Tara Dobbin said her oldest son was at Wilmer-Hutchins during last year’s shooting, and that her youngest was there on Tuesday and had to jump from a classroom window after hearing gunfire, escaping to a nearby elementary school, KXAS-TV reported.

“This is going on too much at this school,” Dobbin told the outlet. “Last year, my oldest son was a senior here, and there was a shooting. Now he’s here with same thing going on. It’s ridiculous.”

Freshman Salondra Ibanez told KDFW that she heard gunshots while her teacher was going over classwork but that it took a while for her to realize what the sounds were.

“I was processing it and it went off again and it was faster this time,” Ibanez told the outlet. “So that’s when me and my classmates, we got up and we went behind the teacher’s desk and I was making sure my classmates were OK and then we went into the storage room and we waited there until we got escorted out.”

Gov. Greg Abbott calls shooting ‘senseless act of violence’

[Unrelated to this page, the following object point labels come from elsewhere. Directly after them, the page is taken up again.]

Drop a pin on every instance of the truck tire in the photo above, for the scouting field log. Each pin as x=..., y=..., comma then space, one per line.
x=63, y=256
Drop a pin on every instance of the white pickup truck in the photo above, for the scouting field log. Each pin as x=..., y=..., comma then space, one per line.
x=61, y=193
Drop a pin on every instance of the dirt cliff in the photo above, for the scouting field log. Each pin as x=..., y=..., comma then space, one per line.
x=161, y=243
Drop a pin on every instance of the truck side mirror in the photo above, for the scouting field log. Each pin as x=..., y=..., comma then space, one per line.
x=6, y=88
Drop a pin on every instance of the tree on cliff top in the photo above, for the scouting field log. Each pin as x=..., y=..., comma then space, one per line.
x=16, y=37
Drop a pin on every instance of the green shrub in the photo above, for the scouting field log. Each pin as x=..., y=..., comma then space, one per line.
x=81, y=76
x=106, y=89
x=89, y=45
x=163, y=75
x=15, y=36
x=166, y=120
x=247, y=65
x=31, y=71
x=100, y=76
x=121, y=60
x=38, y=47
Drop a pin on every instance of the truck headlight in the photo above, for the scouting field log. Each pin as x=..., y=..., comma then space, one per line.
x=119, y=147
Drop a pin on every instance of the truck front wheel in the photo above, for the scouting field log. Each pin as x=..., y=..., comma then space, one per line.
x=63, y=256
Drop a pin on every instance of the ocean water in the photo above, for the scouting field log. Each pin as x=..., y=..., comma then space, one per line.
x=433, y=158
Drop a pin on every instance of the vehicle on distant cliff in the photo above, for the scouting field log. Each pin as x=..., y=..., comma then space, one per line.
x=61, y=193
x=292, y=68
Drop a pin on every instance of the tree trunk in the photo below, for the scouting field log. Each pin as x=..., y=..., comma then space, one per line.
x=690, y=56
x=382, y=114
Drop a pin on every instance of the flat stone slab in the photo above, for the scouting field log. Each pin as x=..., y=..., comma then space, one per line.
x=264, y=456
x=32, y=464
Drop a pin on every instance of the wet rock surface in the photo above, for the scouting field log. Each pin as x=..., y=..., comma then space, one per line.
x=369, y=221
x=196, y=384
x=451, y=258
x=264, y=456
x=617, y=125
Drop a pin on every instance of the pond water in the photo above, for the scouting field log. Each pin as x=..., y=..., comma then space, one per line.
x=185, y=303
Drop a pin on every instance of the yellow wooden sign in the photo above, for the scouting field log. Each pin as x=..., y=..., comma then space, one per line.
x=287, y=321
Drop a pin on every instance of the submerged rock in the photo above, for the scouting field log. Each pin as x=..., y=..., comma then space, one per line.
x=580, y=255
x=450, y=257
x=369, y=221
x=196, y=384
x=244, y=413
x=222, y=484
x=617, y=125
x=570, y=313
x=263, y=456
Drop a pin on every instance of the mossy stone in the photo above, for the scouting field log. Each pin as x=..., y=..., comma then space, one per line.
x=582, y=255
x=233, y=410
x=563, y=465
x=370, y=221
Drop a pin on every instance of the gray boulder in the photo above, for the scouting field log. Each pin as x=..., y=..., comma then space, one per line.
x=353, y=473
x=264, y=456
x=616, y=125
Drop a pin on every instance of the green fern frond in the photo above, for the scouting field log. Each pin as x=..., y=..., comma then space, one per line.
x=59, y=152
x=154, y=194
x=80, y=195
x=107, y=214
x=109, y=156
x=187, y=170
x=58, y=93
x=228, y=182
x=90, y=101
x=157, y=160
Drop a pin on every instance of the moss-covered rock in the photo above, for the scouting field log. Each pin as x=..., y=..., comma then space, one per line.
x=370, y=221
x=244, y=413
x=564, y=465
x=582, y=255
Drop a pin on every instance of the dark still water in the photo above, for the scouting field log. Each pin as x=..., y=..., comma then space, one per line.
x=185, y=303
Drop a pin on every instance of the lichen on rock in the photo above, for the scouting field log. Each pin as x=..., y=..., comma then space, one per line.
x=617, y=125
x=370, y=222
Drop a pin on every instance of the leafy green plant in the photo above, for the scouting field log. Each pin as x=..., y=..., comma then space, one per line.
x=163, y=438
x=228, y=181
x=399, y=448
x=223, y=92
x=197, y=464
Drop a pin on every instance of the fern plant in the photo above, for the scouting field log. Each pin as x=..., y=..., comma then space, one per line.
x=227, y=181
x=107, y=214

Texas Gov. Greg Abbott called the shooting a “senseless act of violence” and said he has offered support to law enforcement in bringing justice to the person responsible.

“I offered to support the school district families, students, and staff and to provide law enforcement with the tools they need to arrest the criminals involved and bring them to justice,” Abbott said in a statement. “Since I’ve been governor, Texas has provided over $3 billion in school safety funding. This session, I am seeking an additional $500 million to further safeguard schools across the state.”

Critics have long condemned Abbott’s handling of gun violence at schools, especially after the May 2022 mass shooting that killed 19 elementary school children and two teachers in Uvalde, Texas. The governor declined to make 21 the minimum age to legally purchase combat-style rifles, like the one used by 18-year-old Salvador Ramos.

“We want to end school shootings, but we cannot do that by making false promises,” Abbott said during a debate at the University of Texas Rio Grande Valley on Sept. 30, 2022. “We need to get to the bottom of what is really ailing our communities, and that is the mental health that is leading people to engage in school shootings.”

This story has been updated to add new information.